Closer to home, Lyons’ kindness can be sensed in his letters to people who had approached him for help in matters material and spiritual. They received full and considerate replies, showing the bishop to be a caring pastor of his flock. In his letters generally, Lyons wrote in meticulous and elegant English.
To illustrate the extremes he encountered, one man wrote to Lyons seeking contacts in Australia who could arrange importation of an apple coring gadget that he had invented. Another was a lapsed Catholic, now claiming to be atheist, who had a yearning to return to the Church but just couldn’t take the step in faith.
On the other hand, some of Lyons’ letters to his own priests contain acerbic and dogmatic responses to their queries and reports. And yet, his granting of dispensation from abstinence for Boxing Day in 1947, “owing to difficulties that may arise in keeping the law”, surely is a sign of his humanity.

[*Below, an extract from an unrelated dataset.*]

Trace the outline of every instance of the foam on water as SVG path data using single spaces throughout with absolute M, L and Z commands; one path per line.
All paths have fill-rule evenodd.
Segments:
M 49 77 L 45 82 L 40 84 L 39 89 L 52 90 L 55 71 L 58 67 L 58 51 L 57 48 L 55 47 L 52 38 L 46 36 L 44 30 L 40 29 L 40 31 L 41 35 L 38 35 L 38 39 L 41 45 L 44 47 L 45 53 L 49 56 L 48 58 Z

Lyon’s curt manner and sometimes excessive attention to trivial matters did cause resentment among his clergy. This led to approaches being made to the Apostolic Delegate, who sent a senior Australian priest on an Apostolic Visitation to assess the problem. The result was a recommendation that Lyons be shifted from Christchurch.
Liddy writes that Bishop Lyons’ attitude towards the Marist Fathers was “far from cordial”, though he had “a soft spot” for a few who were true gentlemen, direct and honest.
Lyons’ difficulty with the Marists grew from his philosophical opposition to a religious order being allowed to run parishes within the diocese. His lack of cordiality might have extended to the Marists running St Bede’s College. In a departing message to incoming Bishop Joyce, Lyons urged his successor to keep an eye on the primary classes (Years 7and 8) which then ran at the college.
A schools’ inspector from the Department of Education had visited St Bede’s and tabled a damning report on these classes. The inspector added that he would not hesitate to close them down if improvements were not made.
Reading the report, Lyons must have taken a dim view of standards at St Bede’s. Could there have been a glint in his eye at getting this one across those mischievous Marists?
Lyons did not shirk from confrontation. When other priests and bishops hesitated to tackle the publishers and promoters of an attractive two-volume religious book that harshly and erringly criticised the Catholic Church, Lyons relished the opportunity.
The offenders were senior members of the Seventh Day Adventist Church in Australia. They had used trickery to obtain a positive reference from a highly placed Catholic priest to publicise the book.
Adopting a “leave-it-to-me approach”, Lyons assured his bishop colleagues he would handle the case and leave the culprits feeling most uncomfortable. He summoned the Adventists to his Christchurch office. They came and presented their arguments, which Lyons promptly rejected. There followed a thorough dressing-down from the bishop, with threats of legal action.
Lyons won that battle. Given the animosity that existed between him and some of the other bishops, we may imagine he savoured his success.
How the Adventists must have wilted before Lyons’ presence. His power with words rings out in an article he wrote for publication in the Star-Sun newspaper on 18th March, 1948. In this article the bishop delivers a devastating denunciation of Communism.
The Communist threat was beginning to cast a menacing shadow over much of the Northern Hemisphere, plunging it into the so-called Cold War. Lyons damned the revolutionary movement for its murderous denial of human rights and hostility towards all religion. It is stirring stuff.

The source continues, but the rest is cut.